Team members: Andrew Saah and Owen Sordillo with the University of San Francisco

Concept: Fuel Load Analysis and Risk Estimation (FLARE): A software suite leveraging Terrestrial Laser Scanning methods and conventional Earth observation technologies to revolutionize wildfire risk assessments at sub-meter resolution.



Team members: Neftaly Lara, Jose Marquez, and Shuaiang Rong with the University of Illinois, Chicago

Concept: Computer Vision-Based Situational Awareness: A software suite using low Earth orbit data and other video and image sources to address pre-, active- and post-fire requirements of firefighting agencies, electric power companies, U.S. Forest Service, and other stakeholders.

Team Sireen
Team members: Vania Arrendondo, Thi Thuy, and Ishel Zain with Florida International University

Concept: Smart Forests: An Internet of Things solution utilizing sensors, drones, and advanced computing to enable enhanced forest monitoring and protection through comprehensive data collection, capturing a wide range of environmental indicators for immediate alerts and swift responses to threats like fires or illegal logging.

Team Project FireWatch

Team members: Riannon Reagan, Sofia Silva, and Huston Scharnagl with San Jose State University

Concept: Wildfire Drone and Fire Trajectory Software: Wildfire drones and fire trajectory software aiming to improve wildfire management technologies and combat wildfires using machine learning and AI to display fire direction and implement smoke/fire detection capabilities.

“These innovative solutions hold tremendous promise in addressing the complex challenges of wildfires and climate change, and we commend the winners for their dedication and ingenuity,” said Michael Seablom, associate director in the Earth Science Division at NASA Headquarters. “The unique perspectives and diverse talent pool of participants made them invaluable partners in this endeavor. ”

In the competition’s opening round, participants submitted a five-page white paper and a short video describing their proposed idea, highlighting the existing NASA resources or technologies used.
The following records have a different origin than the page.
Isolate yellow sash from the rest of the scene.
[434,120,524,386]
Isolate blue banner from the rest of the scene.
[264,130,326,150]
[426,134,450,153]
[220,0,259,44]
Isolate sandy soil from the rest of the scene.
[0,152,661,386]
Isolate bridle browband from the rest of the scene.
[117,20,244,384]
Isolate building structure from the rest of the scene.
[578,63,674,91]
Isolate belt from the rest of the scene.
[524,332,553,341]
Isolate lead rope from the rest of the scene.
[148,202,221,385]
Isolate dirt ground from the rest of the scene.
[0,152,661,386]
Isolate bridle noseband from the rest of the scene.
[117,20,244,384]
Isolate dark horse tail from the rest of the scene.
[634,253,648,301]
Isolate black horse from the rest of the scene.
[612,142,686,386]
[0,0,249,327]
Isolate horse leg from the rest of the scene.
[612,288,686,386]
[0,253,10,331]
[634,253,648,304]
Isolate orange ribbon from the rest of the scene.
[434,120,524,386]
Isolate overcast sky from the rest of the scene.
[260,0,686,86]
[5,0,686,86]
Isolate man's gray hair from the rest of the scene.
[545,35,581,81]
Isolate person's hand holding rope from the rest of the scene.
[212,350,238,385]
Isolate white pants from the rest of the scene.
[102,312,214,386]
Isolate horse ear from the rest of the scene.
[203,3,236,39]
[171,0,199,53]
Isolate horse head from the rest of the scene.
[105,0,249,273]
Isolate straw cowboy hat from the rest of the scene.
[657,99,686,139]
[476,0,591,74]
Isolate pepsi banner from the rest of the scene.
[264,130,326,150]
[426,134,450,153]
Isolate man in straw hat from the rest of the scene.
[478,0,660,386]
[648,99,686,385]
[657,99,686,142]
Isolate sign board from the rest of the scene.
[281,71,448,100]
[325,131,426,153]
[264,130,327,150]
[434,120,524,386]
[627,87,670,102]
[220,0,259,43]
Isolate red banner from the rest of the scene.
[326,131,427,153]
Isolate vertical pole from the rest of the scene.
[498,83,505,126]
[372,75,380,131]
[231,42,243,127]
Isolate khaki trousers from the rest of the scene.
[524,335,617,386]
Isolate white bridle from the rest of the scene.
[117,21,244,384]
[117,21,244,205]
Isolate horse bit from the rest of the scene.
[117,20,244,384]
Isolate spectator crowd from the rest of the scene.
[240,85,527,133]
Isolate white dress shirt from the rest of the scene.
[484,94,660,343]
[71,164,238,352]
From these submissions, NASA chose semi-finalists to present their ideas in a live startup pitch event on March 14 at the agency’s headquarters in Washington.
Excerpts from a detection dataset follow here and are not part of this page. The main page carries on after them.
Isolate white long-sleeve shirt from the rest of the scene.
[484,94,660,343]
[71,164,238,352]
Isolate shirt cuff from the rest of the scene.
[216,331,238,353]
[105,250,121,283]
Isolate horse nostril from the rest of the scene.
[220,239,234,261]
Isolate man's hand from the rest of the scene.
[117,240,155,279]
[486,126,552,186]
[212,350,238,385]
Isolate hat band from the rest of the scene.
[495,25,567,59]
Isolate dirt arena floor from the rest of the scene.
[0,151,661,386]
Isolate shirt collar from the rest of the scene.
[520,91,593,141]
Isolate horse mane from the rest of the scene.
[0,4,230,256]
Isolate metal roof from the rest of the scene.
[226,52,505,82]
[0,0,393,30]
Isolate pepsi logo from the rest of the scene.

The three winning teams earned a spot in the NASA MSI Incubator program’s second round where they will create commercial opportunities around their ideas. This multi-week program, running from March through May, offers a blend of hybrid workshops and an in-person finale. Participants will gain insights into forming a startup, product-market fit, raising capital, giving an engaging pitch, and more. The program culminates in a Demo Day during Wildfire Week in June.

The three challenge runners-up will participate in the NASA Innovation (I-Corps) Pilot: Wildfire Technology Management Cohort. The NASA I-Corps Pilot supports participation in the National Science Foundation’s I-Corps Program that trains faculty, students in higher education, post-docs, and other researchers to “get out of their comfort zone” and talk to customers. Cornell University will teach this course, where the cohort will explore their technology’s product-market fit and have the opportunity to attend the Institute for Defense and Government Advancement Wildfire Technology Management Conference in April.
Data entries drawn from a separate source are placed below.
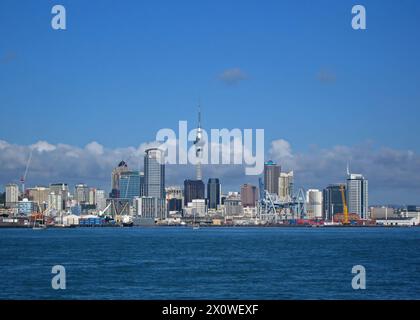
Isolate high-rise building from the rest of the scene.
[322,184,346,220]
[241,184,258,208]
[207,178,221,209]
[18,198,35,216]
[184,180,205,206]
[109,161,129,198]
[134,197,167,219]
[74,183,89,203]
[194,108,205,180]
[119,171,141,199]
[6,183,19,207]
[27,187,50,206]
[88,188,96,205]
[48,192,63,211]
[144,148,165,199]
[140,172,146,197]
[95,189,106,210]
[184,199,207,217]
[48,183,70,210]
[347,173,369,219]
[306,189,322,219]
[264,160,280,194]
[166,186,184,212]
[224,192,243,216]
[278,171,294,202]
“We believe that these winning solutions have the potential to make a significant difference in wildfire management and resilience efforts,” said Ian Mccubbin, Startup and Venture Capital Engagement manager at NASA’s Jet Propulsion Laboratory in Southern California.

The NASA Tournament Lab – part of the Prizes, Challenges, and Crowdsourcing program within the agency’s Space Technology Mission Directorate – managed the challenge. The NASA Tournament Lab facilitates crowdsourcing to tackle agency science and technology challenges, engaging the global community to seek new ideas and approaches that will ultimately benefit all of humanity. Blue Clarity administered the challenge for NASA.